Thanks to iPhone, many did.
The 2019 version of Apple couldn’t be further from that reality.
Uh oh. Somebody watched Apple’s content event and got bored.
Gaming, streaming, news. Really? In 2019? Where has Apple been for the last six to seven years?
Yeah. Really? Uh, um. Hey, who else does all that on a single platform? Just asking.
Even product categories Apple once led in, like design solutions for creatives, are getting more innovative makeovers elsewhere — far away from Cupertino. Microsoft, once the butt of the “I’m a Mac, I’m a PC,” joke, suddenly seems alluring to young, hip creatives. Its gorgeous Surface Studio, crammed with functionality and flourishes you’d expect from Apple, has been described as a designer’s dream.
Yes, it has.
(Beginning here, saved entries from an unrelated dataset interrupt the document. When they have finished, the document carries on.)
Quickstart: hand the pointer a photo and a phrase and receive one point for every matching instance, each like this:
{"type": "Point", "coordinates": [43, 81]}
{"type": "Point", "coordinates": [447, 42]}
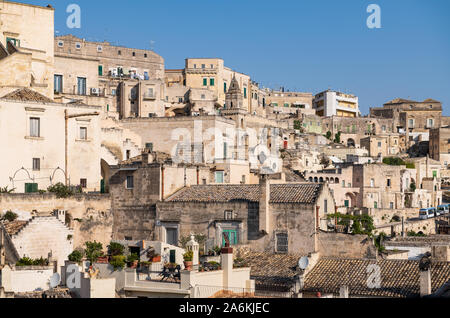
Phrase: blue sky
{"type": "Point", "coordinates": [305, 45]}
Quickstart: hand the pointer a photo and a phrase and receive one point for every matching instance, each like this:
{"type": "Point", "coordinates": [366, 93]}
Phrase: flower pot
{"type": "Point", "coordinates": [134, 264]}
{"type": "Point", "coordinates": [103, 260]}
{"type": "Point", "coordinates": [188, 265]}
{"type": "Point", "coordinates": [156, 259]}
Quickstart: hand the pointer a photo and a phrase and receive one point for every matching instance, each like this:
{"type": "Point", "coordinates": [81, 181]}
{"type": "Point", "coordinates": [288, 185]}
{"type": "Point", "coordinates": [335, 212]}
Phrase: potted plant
{"type": "Point", "coordinates": [133, 260]}
{"type": "Point", "coordinates": [188, 258]}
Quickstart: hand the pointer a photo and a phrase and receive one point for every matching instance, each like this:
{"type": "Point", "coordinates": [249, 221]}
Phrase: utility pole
{"type": "Point", "coordinates": [66, 128]}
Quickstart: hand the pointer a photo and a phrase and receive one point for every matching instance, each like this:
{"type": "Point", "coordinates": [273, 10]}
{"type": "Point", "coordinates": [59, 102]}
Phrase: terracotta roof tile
{"type": "Point", "coordinates": [399, 278]}
{"type": "Point", "coordinates": [280, 193]}
{"type": "Point", "coordinates": [27, 95]}
{"type": "Point", "coordinates": [12, 228]}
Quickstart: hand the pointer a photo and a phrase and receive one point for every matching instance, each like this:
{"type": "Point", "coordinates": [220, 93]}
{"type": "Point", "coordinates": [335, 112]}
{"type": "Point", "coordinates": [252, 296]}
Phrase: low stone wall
{"type": "Point", "coordinates": [90, 214]}
{"type": "Point", "coordinates": [427, 227]}
{"type": "Point", "coordinates": [346, 246]}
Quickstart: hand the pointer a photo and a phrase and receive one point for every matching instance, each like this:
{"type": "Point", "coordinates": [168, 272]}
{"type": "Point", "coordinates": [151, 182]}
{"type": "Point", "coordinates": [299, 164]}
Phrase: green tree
{"type": "Point", "coordinates": [337, 138]}
{"type": "Point", "coordinates": [93, 251]}
{"type": "Point", "coordinates": [9, 216]}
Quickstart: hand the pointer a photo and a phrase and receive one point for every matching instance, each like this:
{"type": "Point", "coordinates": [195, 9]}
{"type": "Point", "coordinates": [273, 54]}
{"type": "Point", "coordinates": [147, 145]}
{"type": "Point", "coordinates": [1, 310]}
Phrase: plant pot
{"type": "Point", "coordinates": [103, 260]}
{"type": "Point", "coordinates": [188, 265]}
{"type": "Point", "coordinates": [156, 259]}
{"type": "Point", "coordinates": [134, 264]}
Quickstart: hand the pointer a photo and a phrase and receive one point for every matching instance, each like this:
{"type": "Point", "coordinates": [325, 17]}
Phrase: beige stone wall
{"type": "Point", "coordinates": [346, 246]}
{"type": "Point", "coordinates": [91, 214]}
{"type": "Point", "coordinates": [83, 155]}
{"type": "Point", "coordinates": [33, 26]}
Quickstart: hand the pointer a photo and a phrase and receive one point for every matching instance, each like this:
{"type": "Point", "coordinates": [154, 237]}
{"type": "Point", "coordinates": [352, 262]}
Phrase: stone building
{"type": "Point", "coordinates": [411, 117]}
{"type": "Point", "coordinates": [37, 138]}
{"type": "Point", "coordinates": [333, 103]}
{"type": "Point", "coordinates": [275, 217]}
{"type": "Point", "coordinates": [42, 236]}
{"type": "Point", "coordinates": [26, 48]}
{"type": "Point", "coordinates": [439, 145]}
{"type": "Point", "coordinates": [126, 82]}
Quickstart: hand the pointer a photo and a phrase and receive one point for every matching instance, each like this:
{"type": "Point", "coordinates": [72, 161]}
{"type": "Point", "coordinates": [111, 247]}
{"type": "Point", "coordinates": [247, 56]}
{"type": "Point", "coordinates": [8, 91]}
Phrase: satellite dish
{"type": "Point", "coordinates": [55, 280]}
{"type": "Point", "coordinates": [303, 263]}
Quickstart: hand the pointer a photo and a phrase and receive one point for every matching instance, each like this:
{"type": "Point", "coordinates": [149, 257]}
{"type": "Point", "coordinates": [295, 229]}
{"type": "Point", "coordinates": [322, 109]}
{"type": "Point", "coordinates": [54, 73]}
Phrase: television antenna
{"type": "Point", "coordinates": [303, 263]}
{"type": "Point", "coordinates": [55, 280]}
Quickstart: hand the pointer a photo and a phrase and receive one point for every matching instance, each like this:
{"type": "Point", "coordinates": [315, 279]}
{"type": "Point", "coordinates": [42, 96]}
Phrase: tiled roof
{"type": "Point", "coordinates": [27, 95]}
{"type": "Point", "coordinates": [280, 193]}
{"type": "Point", "coordinates": [12, 228]}
{"type": "Point", "coordinates": [399, 278]}
{"type": "Point", "coordinates": [271, 270]}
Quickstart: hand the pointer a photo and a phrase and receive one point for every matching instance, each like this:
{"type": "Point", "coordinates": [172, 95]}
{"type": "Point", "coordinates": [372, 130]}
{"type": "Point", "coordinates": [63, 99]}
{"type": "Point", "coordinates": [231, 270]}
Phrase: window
{"type": "Point", "coordinates": [231, 235]}
{"type": "Point", "coordinates": [58, 83]}
{"type": "Point", "coordinates": [31, 187]}
{"type": "Point", "coordinates": [219, 177]}
{"type": "Point", "coordinates": [282, 243]}
{"type": "Point", "coordinates": [172, 237]}
{"type": "Point", "coordinates": [35, 127]}
{"type": "Point", "coordinates": [83, 133]}
{"type": "Point", "coordinates": [16, 42]}
{"type": "Point", "coordinates": [81, 85]}
{"type": "Point", "coordinates": [36, 164]}
{"type": "Point", "coordinates": [130, 182]}
{"type": "Point", "coordinates": [229, 215]}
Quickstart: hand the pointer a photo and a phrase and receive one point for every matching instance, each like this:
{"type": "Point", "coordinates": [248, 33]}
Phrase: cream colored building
{"type": "Point", "coordinates": [33, 126]}
{"type": "Point", "coordinates": [26, 47]}
{"type": "Point", "coordinates": [334, 103]}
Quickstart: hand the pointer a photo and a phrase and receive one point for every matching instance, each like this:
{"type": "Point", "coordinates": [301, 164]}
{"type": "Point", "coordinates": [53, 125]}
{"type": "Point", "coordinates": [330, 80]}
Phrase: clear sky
{"type": "Point", "coordinates": [304, 45]}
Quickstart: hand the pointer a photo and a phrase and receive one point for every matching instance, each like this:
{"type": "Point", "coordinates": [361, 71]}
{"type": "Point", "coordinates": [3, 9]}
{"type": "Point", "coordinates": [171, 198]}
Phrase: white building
{"type": "Point", "coordinates": [333, 103]}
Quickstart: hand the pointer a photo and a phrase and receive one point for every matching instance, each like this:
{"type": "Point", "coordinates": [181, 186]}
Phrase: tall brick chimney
{"type": "Point", "coordinates": [264, 207]}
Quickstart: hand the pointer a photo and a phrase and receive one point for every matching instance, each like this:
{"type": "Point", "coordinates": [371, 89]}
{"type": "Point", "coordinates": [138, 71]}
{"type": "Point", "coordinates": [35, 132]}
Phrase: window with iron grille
{"type": "Point", "coordinates": [282, 243]}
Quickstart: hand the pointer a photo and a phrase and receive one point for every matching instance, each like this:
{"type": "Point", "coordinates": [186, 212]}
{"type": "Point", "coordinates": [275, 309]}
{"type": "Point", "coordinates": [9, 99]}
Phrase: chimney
{"type": "Point", "coordinates": [227, 266]}
{"type": "Point", "coordinates": [425, 283]}
{"type": "Point", "coordinates": [264, 200]}
{"type": "Point", "coordinates": [2, 248]}
{"type": "Point", "coordinates": [343, 293]}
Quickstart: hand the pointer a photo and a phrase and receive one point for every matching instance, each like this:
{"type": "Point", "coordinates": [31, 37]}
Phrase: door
{"type": "Point", "coordinates": [172, 236]}
{"type": "Point", "coordinates": [232, 236]}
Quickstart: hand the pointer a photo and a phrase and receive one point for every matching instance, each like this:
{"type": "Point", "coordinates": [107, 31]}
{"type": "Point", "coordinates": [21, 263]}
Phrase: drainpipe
{"type": "Point", "coordinates": [162, 182]}
{"type": "Point", "coordinates": [198, 175]}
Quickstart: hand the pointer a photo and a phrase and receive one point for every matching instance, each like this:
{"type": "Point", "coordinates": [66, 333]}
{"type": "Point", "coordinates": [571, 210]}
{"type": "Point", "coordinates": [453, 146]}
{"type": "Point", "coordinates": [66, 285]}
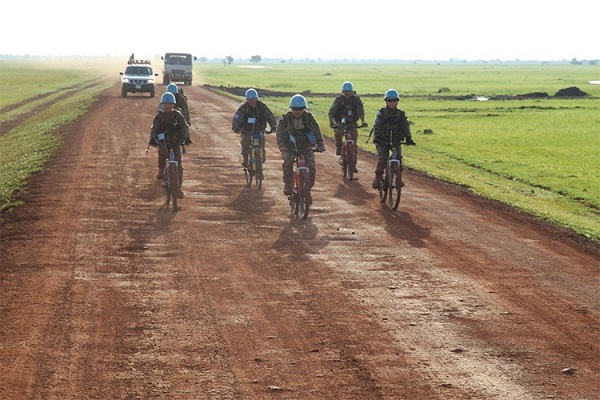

That’s why Apple sells about five times as many Macs as Microsoft does Surface-whatevers.
Microsoft differentiates Surface products with a seldom used touchscreen, while Apple– put the Mac and iPad together– is the largest PC maker in the world.
To stave off that grim event horizon, Apple and its leadership need a new approach. They need a refounding mindset like that of their archrival Microsoft.
Archrival? Those days are gone. Microsoft sells software. Microsoft sells PCs. How does that compare to Apple’s product line which is broad and deep?
Apple’s product strategy seems to hinge on nickel-and-diming its customers.
You know, like Windows as a service.
In asking Apple to innovate once more, the directive isn’t to rip up their product roadmap and halt all production of phones. For a large enterprise like Apple, steering the whole company in a new direction is neither feasible nor desirable.
Fastest growing business group in Apple is the new kid on the block. Services. Far bigger than Microsoft’s Surface business or cloud business.
Isn’t it strange how math works?
The problem I see with such arguments is the obvious. First, tech writers love to diss on Apple and dish it out, without worrying much about logic, facts, or math. Yes, Microsoft, Amazon, Google, Samsung, and a bunch of Chinese knockoff makers are doing well, but it isn’t as if Apple has not profited since co-founder Steve Jobs died in 2011.
Where are the competitor’s answers to iPhone? To iPad? To Apple Music? To Apple Watch? To AirPods? How many of those aforementioned competitors have more than 1-billion customers?
This is simple.
Technology writers love to hate Apple because the company is a good target. The folks who wrote the Venture Beat hit piece are consultants. As Tim Cook might say, “Those who can, do. Those who cannot, teach.”